うまいことはいえないが。

書きたいように書いていたい。自分を救いたい。誰かになにかを伝えたい。

他人は他人だもの

職場の数人でカレーを食べてきた。
わたしは他の人が自分の話をするのを訊いたり相槌を打ったりする合間に、おかわり自由のでかいナンをちぎってはカレーを掬って、ひたすら口の中に入れていた。
うまく応答はできていたと思う。そういうことはそつなくやるのだ。
自分の話はあんまりしなかった。
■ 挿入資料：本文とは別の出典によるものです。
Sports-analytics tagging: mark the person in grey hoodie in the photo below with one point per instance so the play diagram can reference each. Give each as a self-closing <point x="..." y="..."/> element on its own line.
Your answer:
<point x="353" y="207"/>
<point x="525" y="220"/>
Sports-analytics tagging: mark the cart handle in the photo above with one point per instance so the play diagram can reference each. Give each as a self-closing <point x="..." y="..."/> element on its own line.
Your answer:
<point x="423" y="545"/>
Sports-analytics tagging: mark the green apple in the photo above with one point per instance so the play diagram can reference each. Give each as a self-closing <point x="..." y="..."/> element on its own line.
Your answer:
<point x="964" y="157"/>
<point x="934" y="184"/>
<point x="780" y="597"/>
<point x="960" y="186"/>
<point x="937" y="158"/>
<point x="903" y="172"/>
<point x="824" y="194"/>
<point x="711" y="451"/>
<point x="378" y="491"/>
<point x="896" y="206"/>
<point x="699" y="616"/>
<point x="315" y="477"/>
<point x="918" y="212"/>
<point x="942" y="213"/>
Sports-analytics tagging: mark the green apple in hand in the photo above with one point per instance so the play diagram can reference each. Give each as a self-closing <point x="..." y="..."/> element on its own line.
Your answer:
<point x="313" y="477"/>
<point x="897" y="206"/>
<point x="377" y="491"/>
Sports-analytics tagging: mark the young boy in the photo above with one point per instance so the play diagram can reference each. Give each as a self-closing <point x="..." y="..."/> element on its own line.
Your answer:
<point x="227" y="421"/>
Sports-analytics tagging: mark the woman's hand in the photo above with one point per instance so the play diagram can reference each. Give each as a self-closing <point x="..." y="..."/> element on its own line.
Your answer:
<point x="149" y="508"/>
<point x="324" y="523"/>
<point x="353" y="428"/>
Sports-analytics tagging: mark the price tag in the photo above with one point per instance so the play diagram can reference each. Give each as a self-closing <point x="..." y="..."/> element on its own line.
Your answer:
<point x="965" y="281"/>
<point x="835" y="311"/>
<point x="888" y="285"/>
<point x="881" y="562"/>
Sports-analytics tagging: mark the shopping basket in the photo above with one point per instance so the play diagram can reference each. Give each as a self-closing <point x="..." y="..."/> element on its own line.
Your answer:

自分の話をするのは得意じゃないし、訊いてもらうのも申し訳ない気がする。
したい話も特になかったし、ちょっと訊かれて答えたくらい。
それより他の人は、自分が自分の話をしたくてたまらないみたいだったから。
不思議だなあ。
みんなどうしてそんなに、他人に自分の話をしたくてたまらないんだろう。
どうしてそんなに、他人と話をしたがるんだろう。
どうしてそんなに、誰かと一緒にいたがるんだろう。
どうしてそんなに、人の話を訊きたがったり、人の話をしたがるんだろう。
昔から、どうもわたしはそういう欲求が他の人より薄い。
他人に興味があんまりない。
知りたいとか訊きたいとか関わりたいみたいな気持ちになれない。
他人からそう思われることも怖い。
知りたいこと以外は、知らなければならないこと以外は、知らなくてもいいと思う。
必要以上に関わらなくてもいいと思う。
職場ではうまくやれている。
でもそれ以上を求められると怖くなる。
関わりを求めて誘ってくれたのはわかっているけど、ほんと申し訳ないけど興味ないね、関係ないね、とどこかのクラウドみたいなことを思いながら、会話を処理しつつ目の前のカレーと向きあっていた。
わたしはおかしいのだろうか。職場の人は嫌いじゃないけど、尊重もするけれど、会社を出た場所で関わりを深めたいとは思わない。
家族とは関わりたいと思えるから大事かどうかの問題なんだろう。
スポーツ選手がどうやってスランプから抜け出したとか好調の理由なんかは知りたいと思うから、興味の問題なんだろう。
好いてもらえるのはありがたいことだけど、やっぱり怖い。
だって、ありがたいからって同じように好き返すことはできないもの。
他人は他人だもの。
だからせめて、誠意を持って丁寧に接している。